Борщов стоял перед дверью квартиры № 38 и ожесточенно нажимал кнопку звонка.
— Кто там? — спросили из-за двери.
— Папа римский! — последовал ответ.
— Кто?
— Сантехник, кто же еще?
Дверь распахнулась, и Борщов застыл с открытым ртом. В дверях стояла молодая женщина в короткой замшевой юбке, в белом джемпере, с двумя косичками за ушами.
— Наконец-то, проходите! — обрадовалась женщина.
Борщов растерянно топтался на месте — таких красивых женщин ему в жизни видеть не приходилось. Разве что в кино или на обложках журналов.
— Ну что же вы? Проходите… — ободрила его женщина.

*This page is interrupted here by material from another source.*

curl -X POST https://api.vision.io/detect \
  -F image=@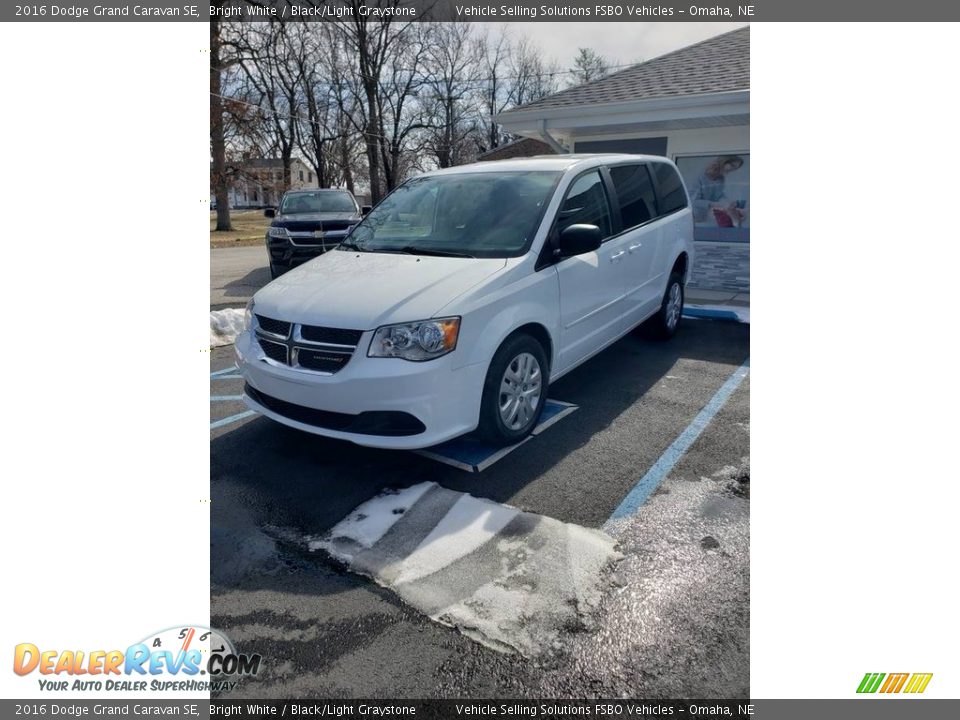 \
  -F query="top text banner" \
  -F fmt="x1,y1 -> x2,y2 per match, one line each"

Борщов боком протиснулся в прихожую.
Квартира была как на картинке из архитектурного журнала: мебель на гнутых ножках, с резьбой и медными ручками, железяки и деревяшки на стенах, ворсистый ковер в комнате, пластиковый, как зеркало, пол в прихожей.
Сапоги Борщова оставили на нем четкие следы, Борщов попятился назад, на лестничную площадку. Стал снимать сапоги.
— Ну что вы?! Зачем? — сказала женщина.
— Наслежу… — пробормотал Борщов.
Ванна была как на картинке: белый с черным кафель, зеркало в пол стены, яркие тюбики и баночки на стеклянной полке. Борщов начал колдовать над краном.
— Все. — Он открыл кран, продемонстрировал женщине его бесшумную работу. — Теперь будет работать как часы.
Он сунул в карман разводной ключ, вышел из ванной.
— Не знаю, как вас и благодарить… — сказала женщина.
Борщов посмотрел на нее, смутился, натянул кепку.
— Пустяки… такие вот дела. — Он подумал: — Кран в кухне работает нормально?
— Вроде бы…
Борщов помялся, кивнул на туалет:
— А на это хозяйство жалоб не имеете?
— На это хозяйство жалоб не имеем, — в тон ему ответила женщина.
Борщов потоптался, сказал:
— Если что — вызывайте меня, я Борщов А. Н., а то пришлют молодых — горя не оберетесь…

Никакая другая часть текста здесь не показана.